Fjelde, Hanne (2006) Natural resources, Quality of Government and Civil Conflict, presented at the 47th Annual Convention of the International Studies Association (ISA), 22-25 March.

Abstract: Previous research has identified natural resources as an important determinant of civil conflict. The dominant explanation has been that natural resources provide critical opportunity structures for rebellion, either directly through rebel looting or indirectly through resource-induced state weakness. Recent research has advocated a more conscious discussion of how state, regime and economic institutions enter into this picture. One question that has not yet been systematically examined is whether resource wealth is more de-stabilizing in some political contexts than in others.
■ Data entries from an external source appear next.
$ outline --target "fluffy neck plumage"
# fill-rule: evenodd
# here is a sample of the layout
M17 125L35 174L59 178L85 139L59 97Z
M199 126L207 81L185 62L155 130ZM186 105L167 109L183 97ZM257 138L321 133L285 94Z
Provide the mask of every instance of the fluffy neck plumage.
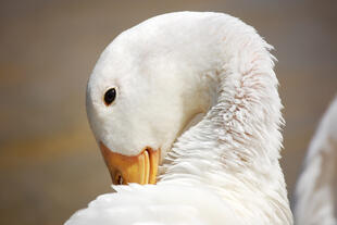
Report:
M230 20L221 66L200 74L220 82L215 103L174 143L159 184L210 187L249 224L292 224L278 163L283 118L270 46Z

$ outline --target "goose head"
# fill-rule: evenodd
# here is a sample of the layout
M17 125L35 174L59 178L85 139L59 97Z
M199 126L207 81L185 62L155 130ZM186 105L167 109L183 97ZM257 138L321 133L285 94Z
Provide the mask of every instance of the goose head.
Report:
M196 62L198 52L178 41L186 37L148 29L138 25L115 38L88 80L87 115L113 184L154 184L173 142L215 95L210 78L196 76L213 65Z

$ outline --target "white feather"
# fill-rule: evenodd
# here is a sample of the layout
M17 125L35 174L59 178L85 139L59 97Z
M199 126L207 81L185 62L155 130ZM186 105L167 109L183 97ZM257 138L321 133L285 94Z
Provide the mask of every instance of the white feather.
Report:
M155 186L114 187L66 225L292 224L270 49L222 13L164 14L118 36L88 83L90 125L126 155L161 148L161 175ZM120 96L107 109L111 86Z
M335 225L337 163L337 97L324 114L309 146L296 186L296 224Z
This paper hence develops the idea, suggested but under-theorized in previous research, that the effect of resource wealth on political order is contingent on the quality of government. More specifically I argue that the discriminatory power of state incumbents in managing resource rents and the degree of impartial implementation of redistributive policies determine whether natural resources promote peace or fuel the risk of conflict. With this rationale I introduce the level of state corruption as a mediating variable in this relationship, and put forward two divergent arguments for the implications of corruption for the resource-conflict predicament. The first mechanism - “the erosion of reciprocal commitment” - holds that corruption aggravates the pressure on equitable distribution induced by resource wealth and precipitates armed contestation over state power. The second mechanism - “the co-optation argument” - holds the opposite prediction. Corruption can buy civil peace because it allows rulers to retain allegiance through economic inducements, co-opt political opponents and intensify collective action problems in rebel formation. The paper examines the relative merit of the two arguments using a cross-sectional time series data set with global coverage from 1984 to 2002. Both corruption and natural resource endowment per se seem to heighten the risk of civil conflict. However, the presence of resource wealth in an institutional context of high corruption seems to render the onset of an internal armed conflict less likely, hence lending support to the co-optation argument.